“Why is he opening the show?” Sometimes, that’s what I think when I read an artist’s tour lineup.
The last time he was in Chicago, he’d only done a couple of stops with Bryan so far. And they still have about 50 dates left to go through the end of October. But Brice told me he knew they be a great fit, mostly because of how Bryan’s humility.
“Luke came to me and was like, ’Lee, I want this to be our tour. All the lights, all the stage — use it all,'” Brice said. “He said, ’It ain’t about me looking bigger or better than y’all. I want us to all get out there and show them the best time.’
“That’s all Luke being Luke. He’s humble, he’s selfless, and he’s there for the party.”
There are other perks of touring with a headliner who doesn’t act like a headliner, too.
“It’s not like he’s saying, ’You have to use the smaller stage,'” Brice said. “We’re running everywhere he’s running. Some headliners want to save a little something just for themselves — so you can’t go on certain parts of their stage — but Luke’s not like that. He’s actually just how I’d be if I was headlining arenas.”

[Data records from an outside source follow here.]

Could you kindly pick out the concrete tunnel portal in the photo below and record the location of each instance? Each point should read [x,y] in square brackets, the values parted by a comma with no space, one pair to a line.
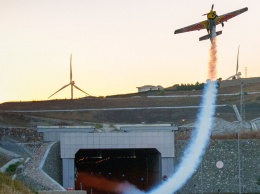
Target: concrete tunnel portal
[139,167]
[142,155]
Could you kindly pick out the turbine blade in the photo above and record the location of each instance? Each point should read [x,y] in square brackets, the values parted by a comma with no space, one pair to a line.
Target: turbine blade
[237,58]
[59,90]
[80,90]
[70,67]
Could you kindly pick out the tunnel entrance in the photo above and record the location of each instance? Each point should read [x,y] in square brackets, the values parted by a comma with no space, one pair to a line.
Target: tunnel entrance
[105,171]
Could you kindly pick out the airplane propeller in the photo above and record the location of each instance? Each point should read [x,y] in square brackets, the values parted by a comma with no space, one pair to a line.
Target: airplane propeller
[212,7]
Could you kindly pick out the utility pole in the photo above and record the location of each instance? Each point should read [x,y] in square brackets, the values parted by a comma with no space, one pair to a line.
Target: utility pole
[242,103]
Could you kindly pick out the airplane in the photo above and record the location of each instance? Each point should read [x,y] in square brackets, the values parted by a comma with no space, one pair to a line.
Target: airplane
[210,24]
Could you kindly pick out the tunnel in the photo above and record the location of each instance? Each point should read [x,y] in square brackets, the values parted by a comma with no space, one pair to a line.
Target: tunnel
[104,171]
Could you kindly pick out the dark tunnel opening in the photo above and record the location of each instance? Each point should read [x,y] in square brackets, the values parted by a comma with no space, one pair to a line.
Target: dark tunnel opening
[103,171]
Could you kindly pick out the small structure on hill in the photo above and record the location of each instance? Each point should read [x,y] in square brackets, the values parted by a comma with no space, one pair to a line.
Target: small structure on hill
[149,88]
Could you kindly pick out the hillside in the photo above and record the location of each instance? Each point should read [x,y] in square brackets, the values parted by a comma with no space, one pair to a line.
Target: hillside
[80,111]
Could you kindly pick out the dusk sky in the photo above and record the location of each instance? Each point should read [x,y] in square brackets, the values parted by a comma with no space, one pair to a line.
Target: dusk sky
[117,45]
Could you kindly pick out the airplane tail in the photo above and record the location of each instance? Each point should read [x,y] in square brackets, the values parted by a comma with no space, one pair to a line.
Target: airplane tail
[208,36]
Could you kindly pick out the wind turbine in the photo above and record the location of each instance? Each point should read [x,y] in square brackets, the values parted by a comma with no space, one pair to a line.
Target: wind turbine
[238,74]
[72,83]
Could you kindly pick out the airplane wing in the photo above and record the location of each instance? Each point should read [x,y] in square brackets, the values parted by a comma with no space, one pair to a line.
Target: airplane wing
[197,26]
[227,16]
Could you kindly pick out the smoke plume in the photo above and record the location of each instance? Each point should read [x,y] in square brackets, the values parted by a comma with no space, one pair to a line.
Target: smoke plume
[200,137]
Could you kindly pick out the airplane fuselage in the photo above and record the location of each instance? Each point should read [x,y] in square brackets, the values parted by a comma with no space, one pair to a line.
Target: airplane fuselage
[212,28]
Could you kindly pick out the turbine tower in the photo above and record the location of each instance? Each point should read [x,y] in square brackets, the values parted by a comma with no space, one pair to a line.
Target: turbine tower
[238,74]
[72,83]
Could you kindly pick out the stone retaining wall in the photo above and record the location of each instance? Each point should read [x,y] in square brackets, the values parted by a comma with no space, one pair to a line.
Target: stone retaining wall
[210,179]
[22,134]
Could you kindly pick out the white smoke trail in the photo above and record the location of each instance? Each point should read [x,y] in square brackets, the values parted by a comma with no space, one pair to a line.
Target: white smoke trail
[196,148]
[199,138]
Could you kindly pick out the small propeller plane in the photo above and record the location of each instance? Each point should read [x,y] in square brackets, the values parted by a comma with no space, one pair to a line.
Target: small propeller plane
[210,24]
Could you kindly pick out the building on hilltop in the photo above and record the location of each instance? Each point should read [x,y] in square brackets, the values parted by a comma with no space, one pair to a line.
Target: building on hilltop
[149,88]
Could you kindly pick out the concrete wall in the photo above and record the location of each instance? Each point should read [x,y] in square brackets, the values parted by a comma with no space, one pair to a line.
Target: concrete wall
[62,192]
[228,83]
[163,141]
[209,179]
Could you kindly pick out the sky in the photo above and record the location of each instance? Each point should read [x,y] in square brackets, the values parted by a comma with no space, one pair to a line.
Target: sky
[117,45]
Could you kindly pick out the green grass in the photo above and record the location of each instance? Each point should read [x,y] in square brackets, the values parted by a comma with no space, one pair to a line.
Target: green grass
[8,185]
[12,168]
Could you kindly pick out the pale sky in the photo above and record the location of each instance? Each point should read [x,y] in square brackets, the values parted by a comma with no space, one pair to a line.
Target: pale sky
[117,45]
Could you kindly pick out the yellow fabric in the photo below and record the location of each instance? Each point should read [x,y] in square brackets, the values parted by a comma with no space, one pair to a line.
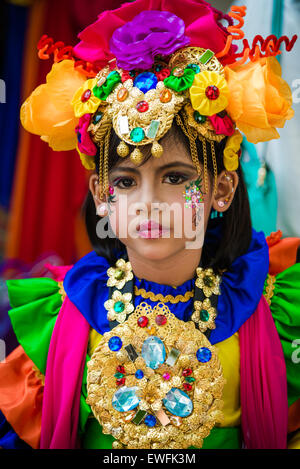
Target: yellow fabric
[294,442]
[229,354]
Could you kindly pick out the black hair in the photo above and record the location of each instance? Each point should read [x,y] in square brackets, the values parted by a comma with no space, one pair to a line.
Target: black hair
[234,227]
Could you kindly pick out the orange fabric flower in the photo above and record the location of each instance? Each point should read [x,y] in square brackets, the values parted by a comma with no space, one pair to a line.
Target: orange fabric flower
[48,111]
[259,99]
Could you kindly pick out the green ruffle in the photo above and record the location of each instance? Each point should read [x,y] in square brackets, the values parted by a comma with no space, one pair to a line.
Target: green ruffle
[35,305]
[102,92]
[182,83]
[285,308]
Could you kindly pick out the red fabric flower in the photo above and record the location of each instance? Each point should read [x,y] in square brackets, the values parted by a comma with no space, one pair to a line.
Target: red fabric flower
[202,26]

Bryan and Brice both had debut country songs in 2007. Bryan had “All My Friends Say,” and Brice had “She Ain’t Right.”
“Luke came to town basically at the same time I came to town,” Brice said. “We both had our first singles out at the same exact time. They were both going up the charts at the same time. His was at 26, mine was right behind his. So we knew each other then, and he’s been working so hard at this, and we’ve been friends through all that.”